Why else would she ask me to therapize her after reading my blog post?
“4. Should I reach out?”
Again, the focus shifts to her feelings and decisions instead of respecting her daughter’s choice to go no-contact.
It’s another round of questioning the validity of boundaries and asking me to be the one to ease her emotional discomfort.
Her comments aren’t about her respecting boundaries or understanding, but about her need for validation.
“5. Do you realize you are teaching your children how to treat you when they are adults?”
This question is loaded with judgment, as if my choice to go co-contact is somehow setting a bad example for children I don’t even have.
It implies I’m wrong for setting boundaries and suggests that setting them means I’m teaching others to disregard or abandon relationships.
It ignores the fact that teaching people to maintain healthy boundaries is a lesson in self-respect, not abandonment.
“I understand if you do not want to respond as this is a very painful emotional subject.”
This is a passive-aggressive way to trigger my guilt for not wanting to engage with her manipulation.
It presents the idea that I’m avoiding the conversation because it’s too painful for me, rather than acknowledging that I may choose to disengage on account of my own boundaries.
“When persons who knew my daughter growing up ask me how “my daughter is doing” I reply ‘she is doing well’, as it hurts my heart to tell them she has cut me out of her life and taken my grand children with her.”

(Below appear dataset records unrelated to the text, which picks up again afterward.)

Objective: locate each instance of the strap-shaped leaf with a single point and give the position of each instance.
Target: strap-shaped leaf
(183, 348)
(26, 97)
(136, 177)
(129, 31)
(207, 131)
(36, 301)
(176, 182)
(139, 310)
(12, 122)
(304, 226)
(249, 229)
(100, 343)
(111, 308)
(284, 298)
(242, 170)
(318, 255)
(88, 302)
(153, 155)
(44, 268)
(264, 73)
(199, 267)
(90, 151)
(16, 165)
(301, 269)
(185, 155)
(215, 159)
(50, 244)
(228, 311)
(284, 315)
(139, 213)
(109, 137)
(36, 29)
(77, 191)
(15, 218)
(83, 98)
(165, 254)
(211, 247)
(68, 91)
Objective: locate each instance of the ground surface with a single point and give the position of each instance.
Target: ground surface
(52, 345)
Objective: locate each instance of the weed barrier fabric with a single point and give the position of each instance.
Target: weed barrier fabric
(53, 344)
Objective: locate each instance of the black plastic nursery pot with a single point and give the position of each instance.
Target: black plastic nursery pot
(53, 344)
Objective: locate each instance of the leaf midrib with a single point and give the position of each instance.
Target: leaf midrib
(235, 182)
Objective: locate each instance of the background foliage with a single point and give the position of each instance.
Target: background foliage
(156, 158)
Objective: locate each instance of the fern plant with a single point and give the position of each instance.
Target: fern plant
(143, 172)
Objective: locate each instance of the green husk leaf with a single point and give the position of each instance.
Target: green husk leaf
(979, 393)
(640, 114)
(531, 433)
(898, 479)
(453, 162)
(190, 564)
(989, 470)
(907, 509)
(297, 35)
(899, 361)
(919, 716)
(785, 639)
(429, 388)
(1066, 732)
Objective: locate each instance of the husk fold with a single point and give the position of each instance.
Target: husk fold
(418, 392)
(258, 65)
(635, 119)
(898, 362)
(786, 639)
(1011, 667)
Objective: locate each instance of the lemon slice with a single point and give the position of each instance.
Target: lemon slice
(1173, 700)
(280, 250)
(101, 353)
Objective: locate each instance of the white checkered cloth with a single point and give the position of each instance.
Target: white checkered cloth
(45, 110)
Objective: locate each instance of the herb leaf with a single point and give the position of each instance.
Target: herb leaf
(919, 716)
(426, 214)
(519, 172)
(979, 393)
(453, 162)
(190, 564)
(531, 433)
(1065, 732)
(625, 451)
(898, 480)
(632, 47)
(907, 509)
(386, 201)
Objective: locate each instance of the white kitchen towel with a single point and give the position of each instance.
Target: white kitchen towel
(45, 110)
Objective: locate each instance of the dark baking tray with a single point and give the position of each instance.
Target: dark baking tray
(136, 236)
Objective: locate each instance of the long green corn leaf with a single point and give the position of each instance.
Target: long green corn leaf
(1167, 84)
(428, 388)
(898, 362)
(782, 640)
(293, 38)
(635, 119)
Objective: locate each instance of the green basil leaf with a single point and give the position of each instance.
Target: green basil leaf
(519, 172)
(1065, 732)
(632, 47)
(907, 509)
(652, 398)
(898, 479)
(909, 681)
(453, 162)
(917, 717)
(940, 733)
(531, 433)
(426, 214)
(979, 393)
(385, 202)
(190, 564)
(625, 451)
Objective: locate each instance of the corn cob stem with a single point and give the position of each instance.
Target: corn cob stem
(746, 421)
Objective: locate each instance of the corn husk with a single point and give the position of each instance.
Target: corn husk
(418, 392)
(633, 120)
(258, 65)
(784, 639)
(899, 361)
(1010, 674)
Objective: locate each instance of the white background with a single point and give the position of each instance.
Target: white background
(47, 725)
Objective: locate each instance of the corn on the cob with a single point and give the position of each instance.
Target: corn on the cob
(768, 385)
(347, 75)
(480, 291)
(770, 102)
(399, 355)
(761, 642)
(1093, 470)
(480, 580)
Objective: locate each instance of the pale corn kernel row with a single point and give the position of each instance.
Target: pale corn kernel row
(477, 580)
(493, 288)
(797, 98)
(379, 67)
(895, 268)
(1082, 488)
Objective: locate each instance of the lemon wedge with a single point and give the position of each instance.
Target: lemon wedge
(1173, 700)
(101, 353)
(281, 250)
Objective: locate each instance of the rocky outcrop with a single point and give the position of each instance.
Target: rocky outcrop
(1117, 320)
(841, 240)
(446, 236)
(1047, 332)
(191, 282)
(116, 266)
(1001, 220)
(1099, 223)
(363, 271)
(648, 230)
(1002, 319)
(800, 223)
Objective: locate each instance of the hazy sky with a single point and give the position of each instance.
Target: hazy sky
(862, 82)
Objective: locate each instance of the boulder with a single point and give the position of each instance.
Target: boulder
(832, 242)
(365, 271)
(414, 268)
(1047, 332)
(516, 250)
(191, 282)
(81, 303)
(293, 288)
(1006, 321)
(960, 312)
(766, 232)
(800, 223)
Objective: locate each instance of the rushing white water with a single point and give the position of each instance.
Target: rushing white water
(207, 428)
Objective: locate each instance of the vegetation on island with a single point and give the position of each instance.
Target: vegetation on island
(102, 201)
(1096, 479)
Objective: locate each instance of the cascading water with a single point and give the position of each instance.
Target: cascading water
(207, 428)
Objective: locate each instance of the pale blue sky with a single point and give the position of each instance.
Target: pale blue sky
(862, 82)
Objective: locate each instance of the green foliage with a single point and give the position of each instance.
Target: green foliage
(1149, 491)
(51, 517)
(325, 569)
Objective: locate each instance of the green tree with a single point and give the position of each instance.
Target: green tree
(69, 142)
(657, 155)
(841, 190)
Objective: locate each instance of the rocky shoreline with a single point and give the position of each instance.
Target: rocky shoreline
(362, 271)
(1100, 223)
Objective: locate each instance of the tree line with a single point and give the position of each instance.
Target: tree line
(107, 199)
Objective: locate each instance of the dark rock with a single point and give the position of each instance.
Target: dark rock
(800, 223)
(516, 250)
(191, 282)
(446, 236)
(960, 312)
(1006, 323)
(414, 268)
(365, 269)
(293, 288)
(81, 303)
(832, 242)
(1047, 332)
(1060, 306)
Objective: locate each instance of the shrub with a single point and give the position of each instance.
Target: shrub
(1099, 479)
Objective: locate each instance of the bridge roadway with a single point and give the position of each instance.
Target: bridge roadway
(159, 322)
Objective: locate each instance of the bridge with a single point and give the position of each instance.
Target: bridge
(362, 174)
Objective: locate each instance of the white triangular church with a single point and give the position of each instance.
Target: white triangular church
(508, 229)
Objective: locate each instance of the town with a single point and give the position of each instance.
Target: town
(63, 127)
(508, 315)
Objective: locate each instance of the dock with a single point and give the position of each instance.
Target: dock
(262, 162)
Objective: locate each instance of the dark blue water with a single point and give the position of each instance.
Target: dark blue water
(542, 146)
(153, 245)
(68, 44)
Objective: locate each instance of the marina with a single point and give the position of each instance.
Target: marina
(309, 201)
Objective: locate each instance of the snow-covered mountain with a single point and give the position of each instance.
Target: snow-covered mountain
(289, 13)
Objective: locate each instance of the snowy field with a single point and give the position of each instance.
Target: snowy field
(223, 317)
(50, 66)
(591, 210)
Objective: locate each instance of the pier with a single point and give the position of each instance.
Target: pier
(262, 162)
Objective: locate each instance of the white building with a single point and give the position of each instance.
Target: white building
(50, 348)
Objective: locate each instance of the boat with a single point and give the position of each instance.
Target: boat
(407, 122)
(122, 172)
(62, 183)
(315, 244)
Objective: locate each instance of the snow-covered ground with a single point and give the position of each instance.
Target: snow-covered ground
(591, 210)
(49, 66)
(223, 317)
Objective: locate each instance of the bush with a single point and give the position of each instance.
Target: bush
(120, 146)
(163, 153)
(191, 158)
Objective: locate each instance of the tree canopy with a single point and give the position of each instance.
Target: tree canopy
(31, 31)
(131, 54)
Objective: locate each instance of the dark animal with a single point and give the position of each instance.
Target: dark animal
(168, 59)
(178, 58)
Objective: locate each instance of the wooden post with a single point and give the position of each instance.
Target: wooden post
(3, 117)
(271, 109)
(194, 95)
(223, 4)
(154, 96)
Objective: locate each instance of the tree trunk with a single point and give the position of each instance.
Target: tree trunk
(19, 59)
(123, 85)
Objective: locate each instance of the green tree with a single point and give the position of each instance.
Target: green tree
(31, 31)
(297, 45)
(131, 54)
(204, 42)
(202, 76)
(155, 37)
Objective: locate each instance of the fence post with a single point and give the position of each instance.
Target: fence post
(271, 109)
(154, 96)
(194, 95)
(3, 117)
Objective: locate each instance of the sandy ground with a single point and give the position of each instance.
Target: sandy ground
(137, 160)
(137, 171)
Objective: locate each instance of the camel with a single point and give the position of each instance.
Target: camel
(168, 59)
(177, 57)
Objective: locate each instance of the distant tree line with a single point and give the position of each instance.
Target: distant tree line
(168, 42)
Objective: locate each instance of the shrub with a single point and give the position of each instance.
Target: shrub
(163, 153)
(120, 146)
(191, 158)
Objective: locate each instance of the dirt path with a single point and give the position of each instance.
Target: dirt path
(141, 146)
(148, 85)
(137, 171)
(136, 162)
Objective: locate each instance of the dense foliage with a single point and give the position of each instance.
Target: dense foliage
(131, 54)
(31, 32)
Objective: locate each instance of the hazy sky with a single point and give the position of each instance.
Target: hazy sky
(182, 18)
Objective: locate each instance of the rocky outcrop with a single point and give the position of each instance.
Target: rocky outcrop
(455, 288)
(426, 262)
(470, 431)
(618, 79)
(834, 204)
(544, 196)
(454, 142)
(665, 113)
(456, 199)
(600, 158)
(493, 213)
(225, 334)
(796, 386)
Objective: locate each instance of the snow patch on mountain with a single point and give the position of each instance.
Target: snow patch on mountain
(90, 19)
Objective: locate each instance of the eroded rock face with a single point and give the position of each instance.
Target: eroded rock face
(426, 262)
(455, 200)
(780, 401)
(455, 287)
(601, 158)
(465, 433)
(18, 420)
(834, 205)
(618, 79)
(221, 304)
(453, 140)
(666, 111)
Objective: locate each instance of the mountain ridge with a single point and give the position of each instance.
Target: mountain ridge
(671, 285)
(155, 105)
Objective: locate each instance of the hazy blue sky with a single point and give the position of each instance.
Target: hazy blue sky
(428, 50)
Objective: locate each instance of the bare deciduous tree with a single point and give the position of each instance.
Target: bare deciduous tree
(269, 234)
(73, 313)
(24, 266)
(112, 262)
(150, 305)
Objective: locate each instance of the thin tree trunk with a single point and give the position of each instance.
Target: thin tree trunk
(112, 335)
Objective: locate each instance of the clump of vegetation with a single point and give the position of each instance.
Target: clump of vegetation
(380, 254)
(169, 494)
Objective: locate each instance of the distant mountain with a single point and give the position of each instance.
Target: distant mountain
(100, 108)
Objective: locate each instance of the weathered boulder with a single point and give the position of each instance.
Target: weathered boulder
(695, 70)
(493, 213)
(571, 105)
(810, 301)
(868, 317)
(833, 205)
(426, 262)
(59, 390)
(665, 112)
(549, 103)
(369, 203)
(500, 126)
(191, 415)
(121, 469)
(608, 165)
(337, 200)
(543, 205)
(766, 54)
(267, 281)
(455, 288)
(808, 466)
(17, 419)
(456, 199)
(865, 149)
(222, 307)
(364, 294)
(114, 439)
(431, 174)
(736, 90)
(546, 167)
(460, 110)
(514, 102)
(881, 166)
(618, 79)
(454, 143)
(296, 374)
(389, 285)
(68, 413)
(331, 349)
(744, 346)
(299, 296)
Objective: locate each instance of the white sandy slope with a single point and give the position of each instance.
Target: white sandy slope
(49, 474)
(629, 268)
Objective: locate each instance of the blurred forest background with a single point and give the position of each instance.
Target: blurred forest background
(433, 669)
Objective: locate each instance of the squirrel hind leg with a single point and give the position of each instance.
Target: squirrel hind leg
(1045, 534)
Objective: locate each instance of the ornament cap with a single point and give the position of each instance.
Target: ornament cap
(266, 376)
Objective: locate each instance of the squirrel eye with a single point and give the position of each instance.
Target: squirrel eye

This is a thinly veiled attempt to gain sympathy.
It shifts the narrative once again to her pain — how much she suffers in public perception because of her daughter’s decision.
She’s not addressing the reasons for the estrangement, but instead framing it as a personal loss of image or validation.
It’s also a bit manipulative to mention her grandchildren here, as it subtly tugs at the idea that her daughter has wronged her by cutting contact, specifically with grandchildren involved.
“I have never my public comments before. [sic] I will stop questioning you as I do not want to offend and make you defend your behavior.”
Here, she is framing herself as someone who is trying to be respectful while simultaneously making it seem like I am the one on the defensive.
It’s a small “look at how gracious I’m being” after putting me in a position where she expected me to defend my choices (i.e. the questions).
It’s a manipulative ploy to influence me to feel responsible for the discomfort she created.
“Wishing you peace in your heart as you travel thru life.”
Ah, this is a final attempt at passive-aggressive manipulation, wrapping up with a veneer of kindness — but it feels hollow given the rest of the message.
She’s not truly wishing me peace, but suggesting I need peace because I’ve made a “bad” decision causing her oodles of emotional turmoil.
She wrapped her comment up with the hope I’d feel like I need correction, rather than genuine hope for my well-being.
And I returned everything she imposed on me to her, because her discomfort was not mine to take.
Why are estranged parents so self-absorbed?
It seems estranged parents are too caught up in how they feel about the estrangement and lack of control that they leave no space for how their child(ren) feel.
Will clueless estranged parents ever stop being so clueless? I don’t know.
I’ve come across a small few who have stopped being clueless and delusional.